Lush Life, the first song on my father’s final album, runs eight minutes and eight seconds long. The live recording is billed as Kevin Toney and Friends, but this opening salvo is about him. Besides his adept command of the ivories, you only hear laughter as he improvises playfully in parts. Then, at the end, he speaks, his voice as confident and bright as his performance, like rays of morning sunlight. I’m listening to the whole album as I type this.

It’s the first anniversary of his death today. As clouds, cold, wind, and rain arrived in Los Angeles last week, so did melancholy. It has been nearly a week since I wrote in my journal, avoiding whatever emotion might escape from my fingers on the keyboard I’m most comfortable playing. I have been replaying last year’s events, imagining them as giant dominoes tumbling and unable to escape their path. I hear each block fall, the sound echoing in my ears, the shadow and threat growing ever larger. As it happened, I worried about the weight of it all. I worried so much that my body expressed it as ailments, first shingles and then appendicitis. However, when my mother called to tell me the news, I wasn’t crushed under those tumbling blocks; I was uplifted by the relief that his suffering was over. 

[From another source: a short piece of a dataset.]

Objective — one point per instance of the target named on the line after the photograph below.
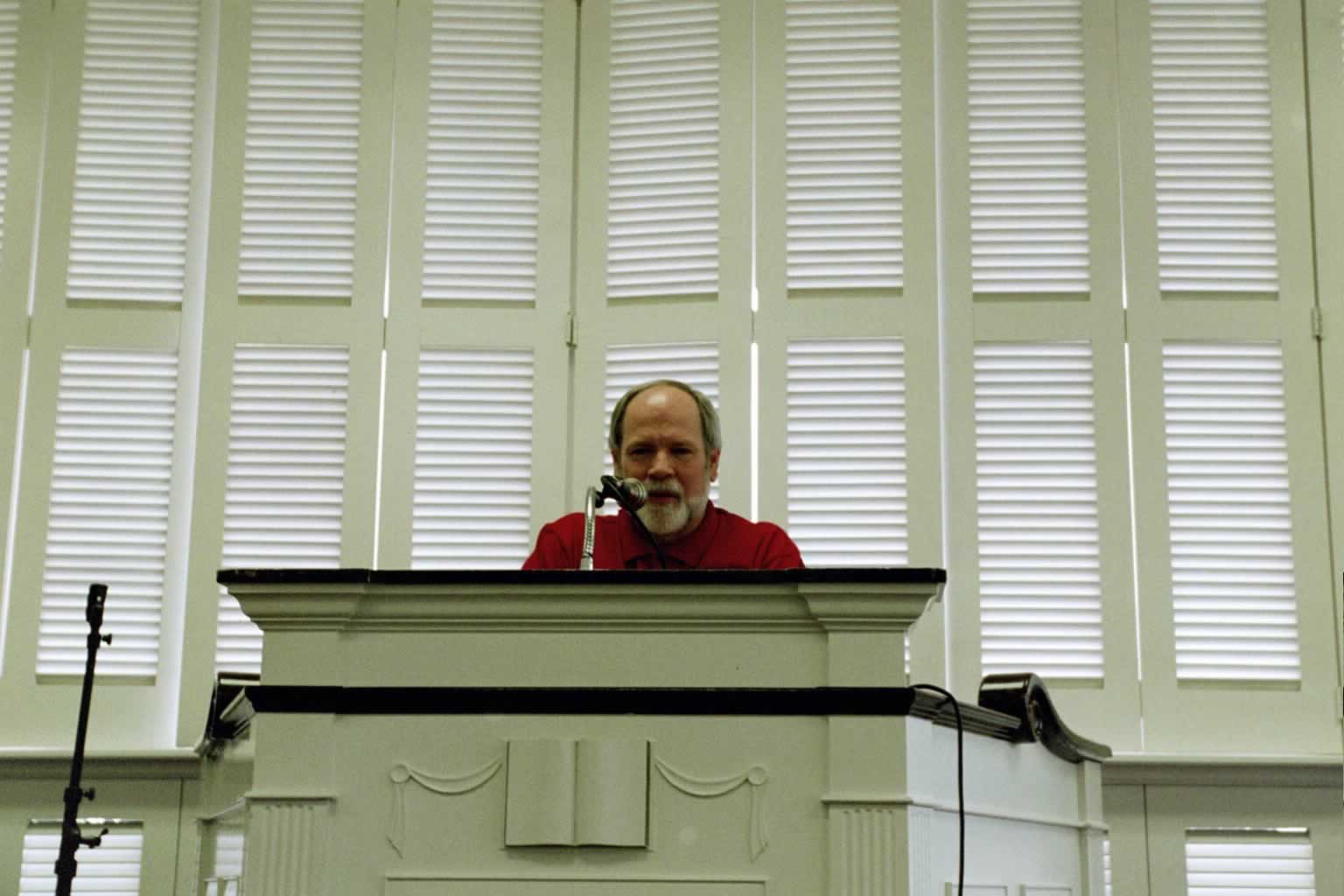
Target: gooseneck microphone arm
(72, 837)
(632, 494)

Grief is a never-ending journey, however, and that weight has returned. There is so much uncertainty in the world, and it is the terrible realization that one of the things I am sure of is that Kevin Toney isn’t here to experience it with us. While he brought joy to so many through his music, I am mourning his absence in our family’s everyday lives. His exuberance for youthful delights and overt expressions of love are absent. We have our memories, and we may seek to substitute what he did and how he did it with our versions, but my dad’s way was his way, and there’s no replacing that, no matter how much we might want it.

My sister has entered the recording and is performing a jazzy rendition of her song I Can’t Take That. The song is about the end of a romance with the lyrics, “Hurt doesn’t go away, the memories will never fade.” Later, she vamps and riffs around the refrain, “It left me distraught.” 

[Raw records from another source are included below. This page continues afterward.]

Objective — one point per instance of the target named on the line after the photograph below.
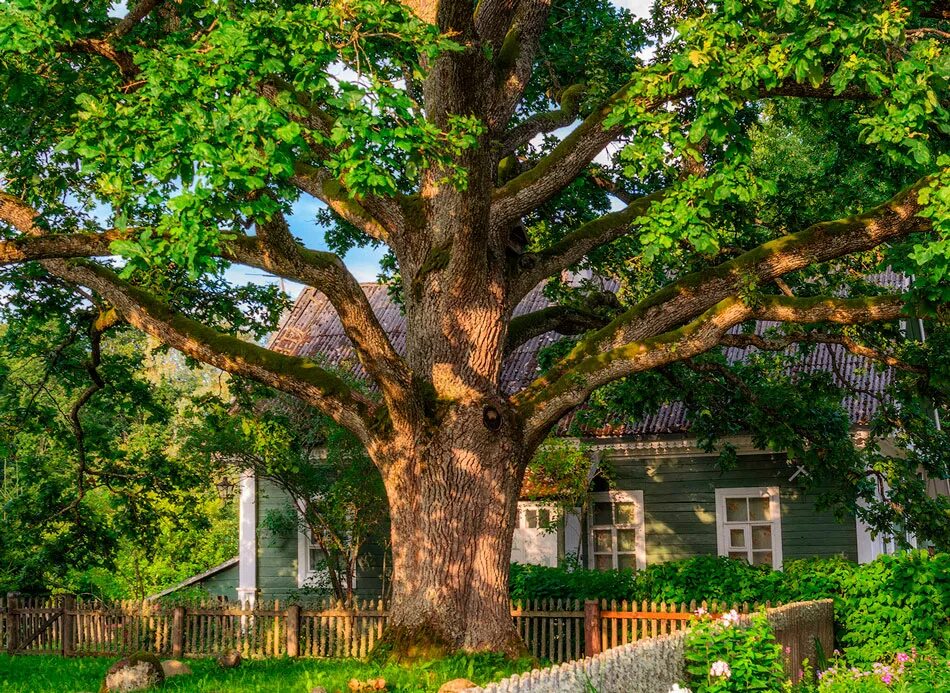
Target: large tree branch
(274, 250)
(298, 376)
(543, 123)
(322, 185)
(694, 293)
(493, 19)
(515, 60)
(587, 367)
(558, 168)
(565, 320)
(565, 162)
(535, 267)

Tears aren’t easy for me, but this sadness is worth crying over. Yesterday evening, as the sun set and I sat in my car in a scene reminiscent of Monday, March 18th, 2024, when that fateful call came, I accepted my feelings and allowed them in. There was nothing to do but to be with that hurt and submit to its heft. I was neither crushed by the weight of that pain nor comforted. 

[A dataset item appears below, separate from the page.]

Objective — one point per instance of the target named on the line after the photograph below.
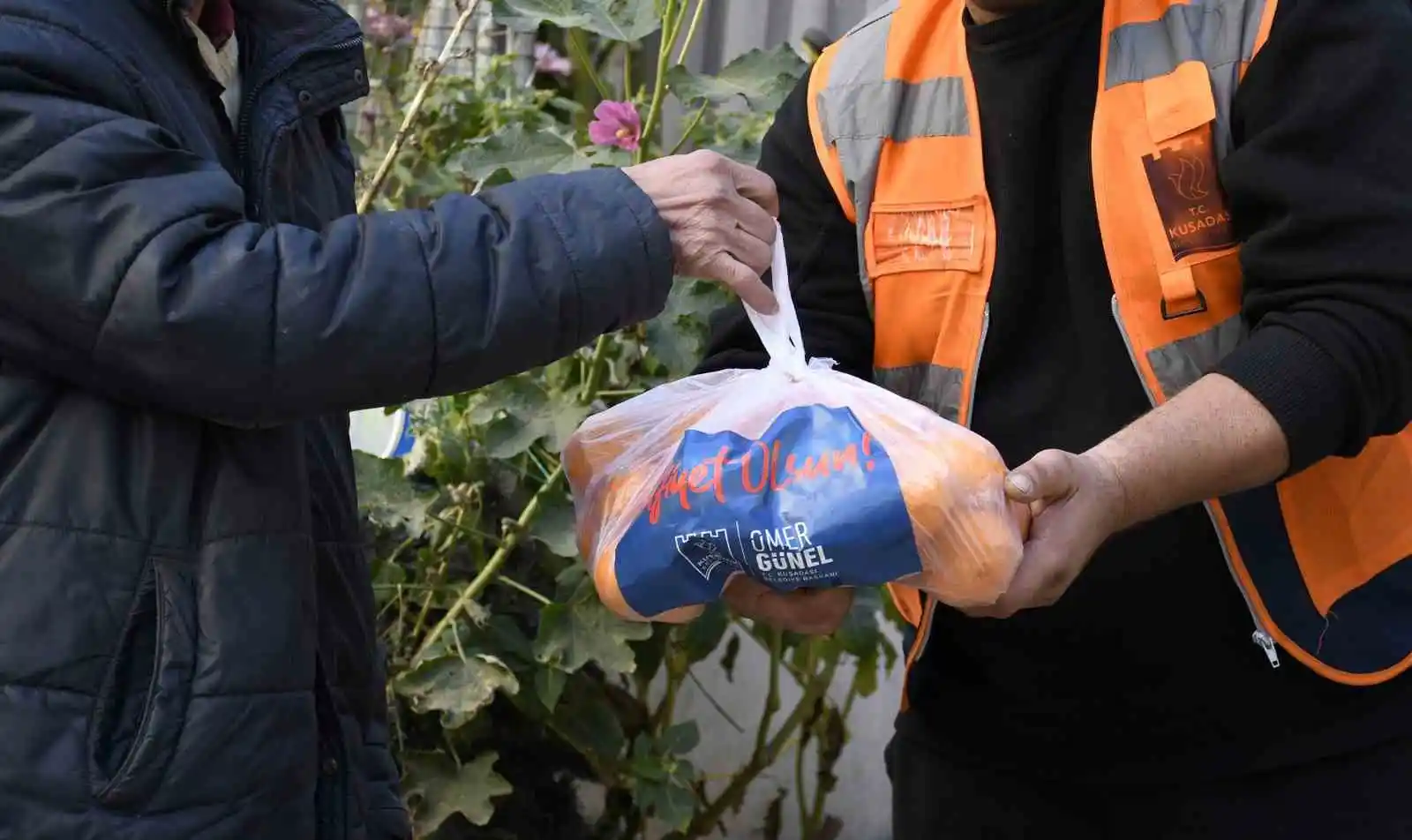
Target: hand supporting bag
(798, 476)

I was, and grief was. I am, and grief is.

This morning, though, with light coming through my windows, there was something else: a desire to hear his voice and his gifts. Kevin Toney and his friends are performing Duke Ellington’s In A Sentimental Mood. There is one more song left on this live recording. My father is acknowledging Azar Lawrence on saxophone as the crowd cheers. 

That’s it. 

While I may be in a sentimental mood at this moment, I’m no longer distraught. Those giant dominoes have been replaced with the black and white patterns of piano keys, and with my dad at the helm, what emanates is never a threat. 

Kevin Toney’s legacy is a sound of love.